In this article, we’ll look at how the cloud has put more emphasis on managing identities which can be considered the new perimeter. There are two elements within this concept: authentication and authorization. Authentication is solid as there are numerous providers that offer solutions to manage authentication into cloud, on-premise, and SaaS environments.

Authorization in the public cloud however is the more complicated half in the make-up of identity management. If you analyze the cloud data breaches that have happened over the last few years, the factor that led to the major exploit was poor authorization in the cloud environment. When the malicious actor obtained credentials, the security threat was magnified because the environment had weak authorization controls protecting sensitive assets. In other words, once they were “in” the network, the attacker had access to more than they should have without being detected.

When you look at the traditional network infrastructure in the days of a brick and mortar data center, there was an IDS and IPS, firewalls, databases, applications, and more. All of those components were encompassed within the four walls of a data center which was most likely surrounded by a fence with security guards. There were multiple layers of physical and logical security that a malicious actor would have to breach to access that environment. When attempted remotely, there were firewalls and other network security controls that protected the assets. 

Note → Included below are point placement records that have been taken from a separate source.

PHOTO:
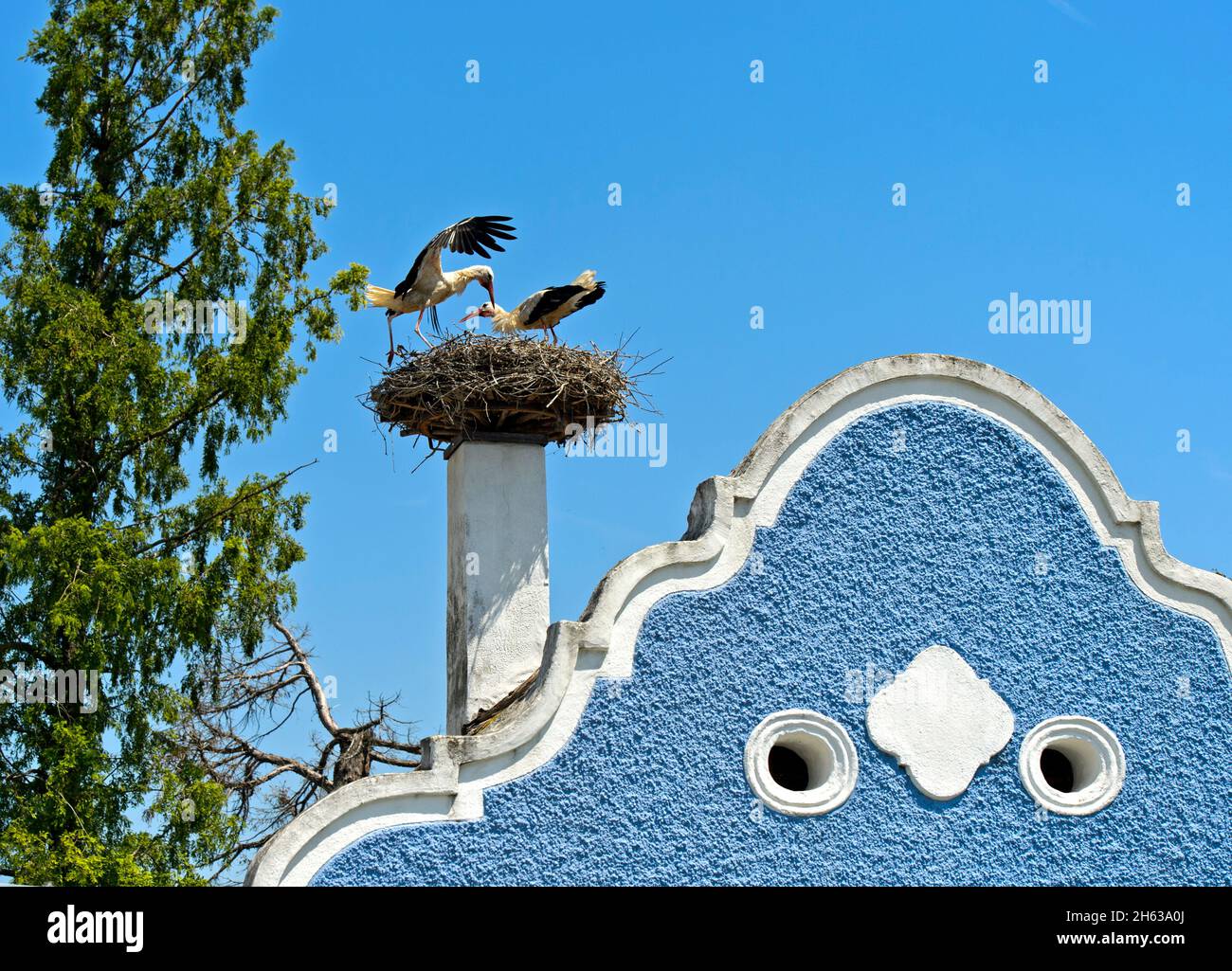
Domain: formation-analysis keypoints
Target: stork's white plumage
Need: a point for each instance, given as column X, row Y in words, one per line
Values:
column 427, row 285
column 545, row 308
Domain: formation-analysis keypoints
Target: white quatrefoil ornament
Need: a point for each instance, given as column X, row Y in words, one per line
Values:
column 941, row 721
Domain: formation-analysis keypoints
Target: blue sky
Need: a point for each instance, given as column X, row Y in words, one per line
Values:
column 738, row 195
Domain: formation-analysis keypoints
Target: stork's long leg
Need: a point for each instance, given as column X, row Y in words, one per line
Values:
column 420, row 332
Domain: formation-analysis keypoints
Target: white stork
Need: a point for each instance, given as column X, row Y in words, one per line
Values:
column 427, row 285
column 545, row 308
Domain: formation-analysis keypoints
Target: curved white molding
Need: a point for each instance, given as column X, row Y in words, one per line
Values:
column 1095, row 753
column 825, row 749
column 722, row 520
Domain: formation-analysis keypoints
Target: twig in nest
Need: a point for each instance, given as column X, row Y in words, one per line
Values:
column 479, row 384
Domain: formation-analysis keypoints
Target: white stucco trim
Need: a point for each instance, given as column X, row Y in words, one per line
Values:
column 1096, row 754
column 722, row 520
column 825, row 748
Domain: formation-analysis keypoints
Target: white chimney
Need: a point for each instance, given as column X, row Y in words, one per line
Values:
column 498, row 589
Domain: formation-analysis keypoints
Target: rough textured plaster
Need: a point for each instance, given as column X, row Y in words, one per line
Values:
column 876, row 553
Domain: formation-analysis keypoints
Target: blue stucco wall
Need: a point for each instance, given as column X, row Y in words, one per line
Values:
column 876, row 554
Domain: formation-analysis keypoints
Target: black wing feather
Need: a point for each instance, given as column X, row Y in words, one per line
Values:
column 473, row 236
column 553, row 299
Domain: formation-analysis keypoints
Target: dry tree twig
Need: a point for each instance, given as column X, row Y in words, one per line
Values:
column 246, row 700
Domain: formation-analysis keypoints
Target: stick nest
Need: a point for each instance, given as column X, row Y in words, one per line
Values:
column 473, row 385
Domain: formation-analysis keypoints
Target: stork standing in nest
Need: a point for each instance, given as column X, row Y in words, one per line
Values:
column 427, row 285
column 545, row 308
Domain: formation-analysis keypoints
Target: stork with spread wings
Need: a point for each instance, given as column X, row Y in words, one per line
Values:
column 427, row 285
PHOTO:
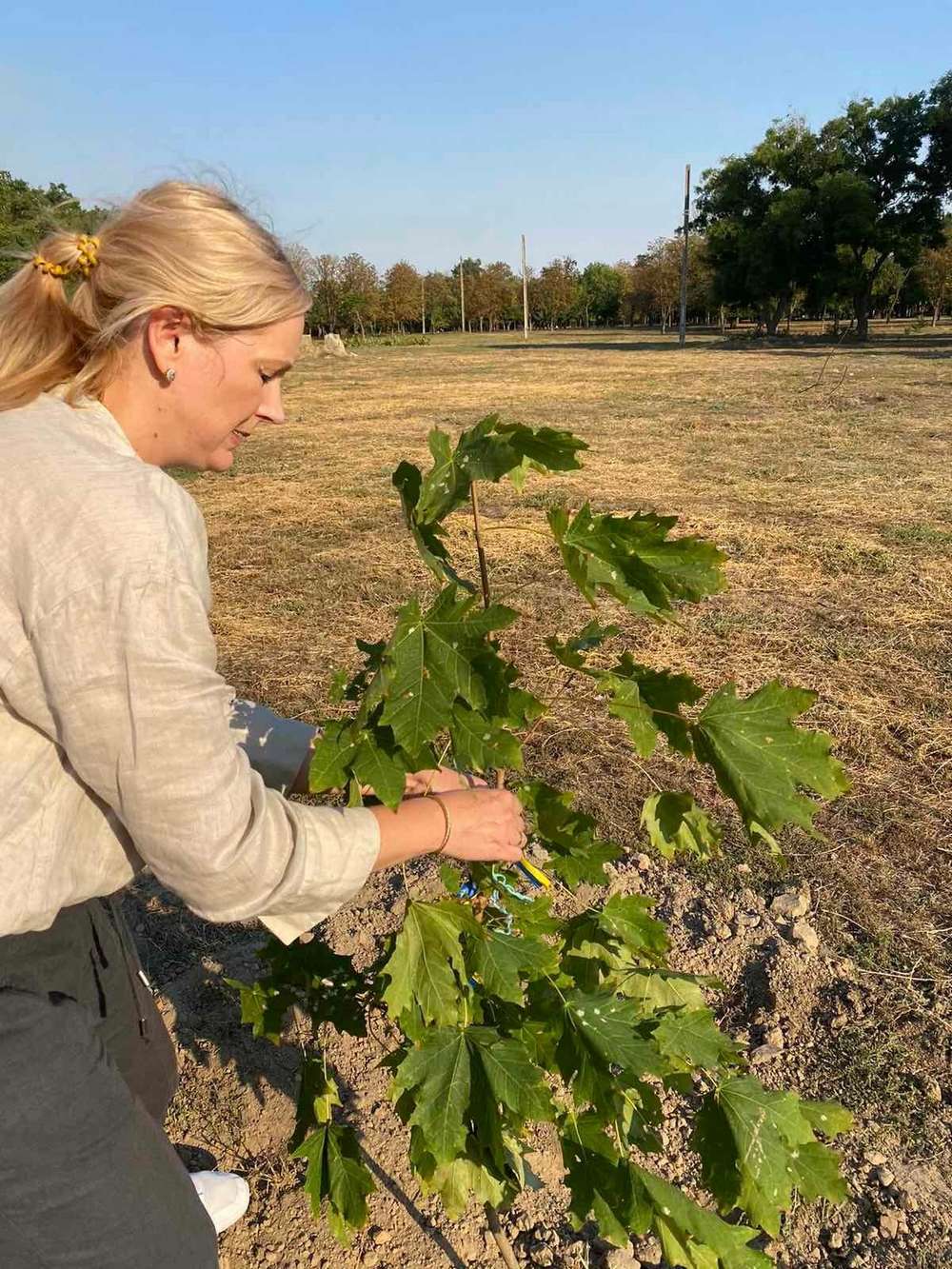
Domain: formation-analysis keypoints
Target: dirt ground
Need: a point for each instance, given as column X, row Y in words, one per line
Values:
column 825, row 473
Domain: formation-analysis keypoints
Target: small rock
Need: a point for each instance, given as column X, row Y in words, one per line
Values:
column 791, row 903
column 621, row 1259
column 764, row 1054
column 805, row 934
column 649, row 1253
column 889, row 1225
column 933, row 1092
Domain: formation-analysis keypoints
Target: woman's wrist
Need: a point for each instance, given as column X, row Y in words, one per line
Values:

Today, those walls have disappeared and access is easier. Physical security and network security controls aren’t as strong as they once were. Those former “walls” are all controlled by a Cloud API which can be used to access your “data center” from any place where there is an internet connection. Access is also possible through the Cloud Provider as well. Anything you trust or have previously trusted can all be bypassed and can be manipulated through the cloud service provider’s API if and when an identity is compromised.

Traditionally, authorization is simpler. It’s centered around reading, writing and executing (rwx) on files and folders. But in today’s world, it’s magnified – you have to define the service, the action, the resources, and if you want to put in a conditional access requirement you can do that as well. This creates a lot of complexity as there are now hundreds of services, thousands of actions, countless resources and numerous conditions.

As part of the continued evolution of cloud security, there are solutions coming to market that address the need for better control around authorization. Many are in a state of evolution themselves.  Whether it’s a native solution like AWS Access Analyzer or a third party platform, they currently report on poor authorization. While this is good for visibility, it still puts the burden of remediation on the technical teams that are writing the IAM or RBAC policies. In a world that is moving very quickly, cloud infrastructure and identity management teams need all the help they can get to address the challenge of creating truly least privilege entitlement policies.